Pulse Oximetry Markers for Cardiovascular Disease in Sleep Apnea

Margot Deviaene1, Pascal BorzĂ©e2, Bertien Buyse2, Dries Testelmans2, Sabine Van Huffel1, Carolina Varon1
1ESAT-STADIUS, KU Leuven, & imec, 2UZ Leuven


Aim: Patients suffering from sleep apnea have an increased risk to develop cardiovascular diseases. Evidence, however, suggests that the apnea hypopnea index (AHI), which is commonly used for the diagnosis of sleep apnea, does not correlate well with this risk. Therefore, there is a clinical need to define markers beyond the AHI to phenotype sleep apnea patients. Methods: This study investigated the use of parameters extracted from pulse oximeter signals to determine the cardiovascular status of sleep apnea patients.
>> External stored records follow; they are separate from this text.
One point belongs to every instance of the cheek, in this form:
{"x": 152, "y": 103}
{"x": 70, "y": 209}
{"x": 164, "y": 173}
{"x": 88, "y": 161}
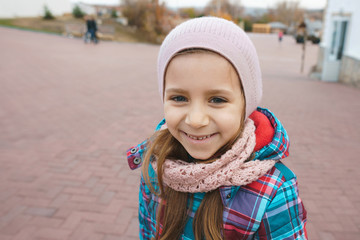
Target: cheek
{"x": 172, "y": 116}
{"x": 230, "y": 122}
Oxygen saturation (SpO2) and pulse photoplethysmography (PPG) features were extracted around SpO2 desaturations. These parameters were then averaged per patient and a random forest feature selector was used to extract the feature set which could differentiate best between cardiovascular controls and patients who suffered from a cardiovascular event in the past. A dataset of 975 patient recordings was used for this study, of which 90 patients were used to train a classifier to predict the cardiovascular status. Results: The resulting feature set showed that sleep apnea patients with a cardiovascular comorbidity tend to have more severe oxygen desaturations, and often do not have a complete resaturation to their baseline SpO2 values. A decreased variability in the PPG pulse upslope, correlated with the PPG amplitude variability could point to less (severe) arousals in these patients, which can contribute to the increased severity of the oxygen desaturations. The classifier based on the SpO2 features, including the age obtained the best performance with an averaged test AUC of 77.7 %. The investigated PPG features did not seem to have an added value to this classifier.